Hoping to stave off such a turn–and to ignite interest in promoting more women candidates–the UMass center is hosting a “New England Women’s Political Summit,” October 26 and 27, at the John F. Kennedy Library.
With lineup of speakers that includes former Democratic vice presidential nominee Geraldine Ferraro, California Congresswoman Loretta Sanchez, and former Vermont governor Madeleine Kunin–as well as Lt. Gov. Kerry Healey and former acting governor Swift–organizers want activists from the six New England states to go home full of information and inspiration that will help women win political offices.
Especially attendees from Massachusetts. Despite a national reputation for free-thinking liberalism, in politics, at least, the Bay State remains a boys’ state. While Maine has two women US senators and a woman state Senate president; New Hampshire, Connecticut, and Vermont have all had women governors; and Connecticut’s current state Senate president and House Speaker are both women, Massachusetts has yet to elect a woman to any of those positions, and has not sent a woman to the US House for 20 years.
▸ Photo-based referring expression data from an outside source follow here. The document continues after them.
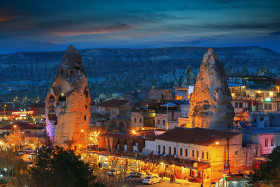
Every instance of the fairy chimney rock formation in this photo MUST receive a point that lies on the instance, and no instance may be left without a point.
(68, 102)
(211, 99)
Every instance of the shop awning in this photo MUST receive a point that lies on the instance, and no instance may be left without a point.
(146, 152)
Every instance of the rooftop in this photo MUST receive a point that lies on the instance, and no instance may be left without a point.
(21, 125)
(198, 136)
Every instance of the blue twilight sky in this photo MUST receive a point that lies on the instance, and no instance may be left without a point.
(36, 25)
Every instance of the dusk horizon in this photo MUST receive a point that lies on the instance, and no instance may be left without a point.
(49, 26)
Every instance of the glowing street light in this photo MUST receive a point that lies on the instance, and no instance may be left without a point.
(82, 130)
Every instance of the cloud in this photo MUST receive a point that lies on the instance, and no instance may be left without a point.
(277, 33)
(7, 16)
(92, 31)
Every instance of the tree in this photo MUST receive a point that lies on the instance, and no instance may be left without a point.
(58, 167)
(269, 172)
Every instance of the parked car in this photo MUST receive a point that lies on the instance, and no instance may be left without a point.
(134, 179)
(151, 180)
(138, 174)
(113, 172)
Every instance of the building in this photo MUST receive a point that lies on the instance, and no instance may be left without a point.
(212, 149)
(113, 108)
(253, 94)
(211, 100)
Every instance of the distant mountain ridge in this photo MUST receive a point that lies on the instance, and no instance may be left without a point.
(123, 70)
“Politics has been such a male sport in Massachusetts,” says Brookline philanthropist Barbara Lee, whose family foundation funded a report two years ago, entitled Keys to the Governor’s Office, that detailed the barriers women face when they run for governor in any state. Further tilting the playing field against women in Massachusetts, says Hardy-Fanta, is one-party domination by Democrats, which limits the avenues of political entry and movement.
Apparently, exclusion begins at the bottom of the electoral ladder: More than one-third of the Commonwealth’s cities and towns don’t have a single woman on their city council or board of selectmen, according to research by the UMass women’s center. Hardy-Fanta chalks that up, in part, to what might be called a self-importance gap. “Women say, ‘Oh, I think I should know about budgets before I run for city council,'” says Hardy-Fanta. “Men don’t say that. They say, ‘I want to run for something important.'”
If women set higher standards for themselves, so, says Lee, do voters, who apply conflicting standards to female candidates. “Women need to be able to have insider contacts, but people still want to see them as outsiders,” she says. “Women need to show that they have compassion and care enough about families, but they also have to show that they’re tough enough for the job.” The antidote, says Lee, is more women running, winning, and holding office.
That will only happen, says Hardy-Fanta, if there are women politicians waiting in the wings. “When Ted Kennedy retires, who’s ready?” asks Hardy-Fanta. As for the state’s all-male congressional delegation, she says, “We should have someone lined up for every one of those seats.”